Monday, March 24, 2008

Review: The B-52's return

By DERRIK J. LANG, AP Entertainment Writer

Bang, bang, bang on the door, baby. It's The B-52's knocking, and they want you to know they're still around huggin', kissin', dancin' and lovin'. More importantly, they're still creating quirky party music with funky lyrics that make little to no sense and beats that usually only convey one emotion: joy.

"Funplex" is the B-52's first album with all new material since 1992's "Good Stuff." There's nothing complex or all that modern about this collection of 11 songs from the new wave foursome — Fred Schneider, Kate Pierson, Cindy Wilson and Keith Strickland — who famously brought back beehive hairdos in the '80s.

Let's face it. The B-52's will never make another "Love Shack." The title track of "Funplex," an eccentric ditty about a magical shopping mall or, um, something like that, comes closest to such nostalgia. This time, the freewheeling spirit is more electrified, but the band's signature funky sound never gets lost.
Strickland sizzles in all the right spots while the band's three vocalists continue to have a madcap Fleetwood Mac-like chemistry, bouncing off each other with jarring melodies that should come off as shrill but never do.
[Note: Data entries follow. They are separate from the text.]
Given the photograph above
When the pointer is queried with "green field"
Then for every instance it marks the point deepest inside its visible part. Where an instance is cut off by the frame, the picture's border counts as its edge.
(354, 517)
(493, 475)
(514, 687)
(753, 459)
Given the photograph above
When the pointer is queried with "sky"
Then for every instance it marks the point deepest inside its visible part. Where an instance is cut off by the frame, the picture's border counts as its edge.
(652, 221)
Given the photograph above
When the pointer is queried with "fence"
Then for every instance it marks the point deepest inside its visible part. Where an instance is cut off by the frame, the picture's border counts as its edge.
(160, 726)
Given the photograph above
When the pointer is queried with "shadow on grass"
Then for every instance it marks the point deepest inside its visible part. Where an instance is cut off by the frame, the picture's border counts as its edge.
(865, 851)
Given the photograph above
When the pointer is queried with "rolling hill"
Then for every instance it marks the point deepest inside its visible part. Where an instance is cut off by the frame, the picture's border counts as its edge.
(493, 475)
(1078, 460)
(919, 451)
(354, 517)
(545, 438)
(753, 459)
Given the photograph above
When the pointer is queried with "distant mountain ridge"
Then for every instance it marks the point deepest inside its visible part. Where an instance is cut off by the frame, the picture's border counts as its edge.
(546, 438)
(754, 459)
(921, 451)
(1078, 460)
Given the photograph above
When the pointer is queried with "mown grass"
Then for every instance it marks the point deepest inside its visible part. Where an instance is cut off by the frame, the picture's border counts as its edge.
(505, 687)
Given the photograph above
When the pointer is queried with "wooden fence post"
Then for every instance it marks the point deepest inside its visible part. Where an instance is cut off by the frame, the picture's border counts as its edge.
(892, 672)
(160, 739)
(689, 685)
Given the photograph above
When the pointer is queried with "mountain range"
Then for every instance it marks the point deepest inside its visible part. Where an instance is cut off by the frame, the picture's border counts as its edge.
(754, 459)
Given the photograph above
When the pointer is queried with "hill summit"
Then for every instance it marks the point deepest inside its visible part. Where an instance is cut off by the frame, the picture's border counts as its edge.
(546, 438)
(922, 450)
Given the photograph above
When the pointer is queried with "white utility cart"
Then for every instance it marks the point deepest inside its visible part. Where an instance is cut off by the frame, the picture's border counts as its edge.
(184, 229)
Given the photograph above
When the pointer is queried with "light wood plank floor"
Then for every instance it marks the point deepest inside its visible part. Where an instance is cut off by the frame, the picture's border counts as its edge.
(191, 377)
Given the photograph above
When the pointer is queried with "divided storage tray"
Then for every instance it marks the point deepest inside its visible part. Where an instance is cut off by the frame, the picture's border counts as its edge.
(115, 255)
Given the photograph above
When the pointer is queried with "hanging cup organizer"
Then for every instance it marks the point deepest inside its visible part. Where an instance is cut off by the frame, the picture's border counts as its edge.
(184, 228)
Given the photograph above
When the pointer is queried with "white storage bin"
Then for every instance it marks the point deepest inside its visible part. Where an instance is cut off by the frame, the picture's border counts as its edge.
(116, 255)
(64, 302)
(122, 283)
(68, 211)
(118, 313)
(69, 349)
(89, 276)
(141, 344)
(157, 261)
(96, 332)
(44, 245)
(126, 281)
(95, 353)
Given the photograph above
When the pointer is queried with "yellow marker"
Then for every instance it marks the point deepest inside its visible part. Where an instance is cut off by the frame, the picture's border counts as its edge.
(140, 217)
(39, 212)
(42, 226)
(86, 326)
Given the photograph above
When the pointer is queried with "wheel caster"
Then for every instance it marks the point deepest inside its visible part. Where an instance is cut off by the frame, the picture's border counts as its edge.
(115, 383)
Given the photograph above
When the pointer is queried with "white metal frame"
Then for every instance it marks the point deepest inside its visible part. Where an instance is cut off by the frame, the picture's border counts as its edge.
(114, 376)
Luckily, it feels like Wilson, who took time off from the band in the '90s, never left.

However, The B-52's do take time to briefly recognize the world has changed since their '90s heyday with the somewhat somber "Too Much to Think About." That song comes two tracks after the band envisions a future of robots, bootybots and erotobots in the ultra spacy "Love in the Year 3000." No, the B-52's are not living in the moment with "Funplex," but that's what's so fun about it.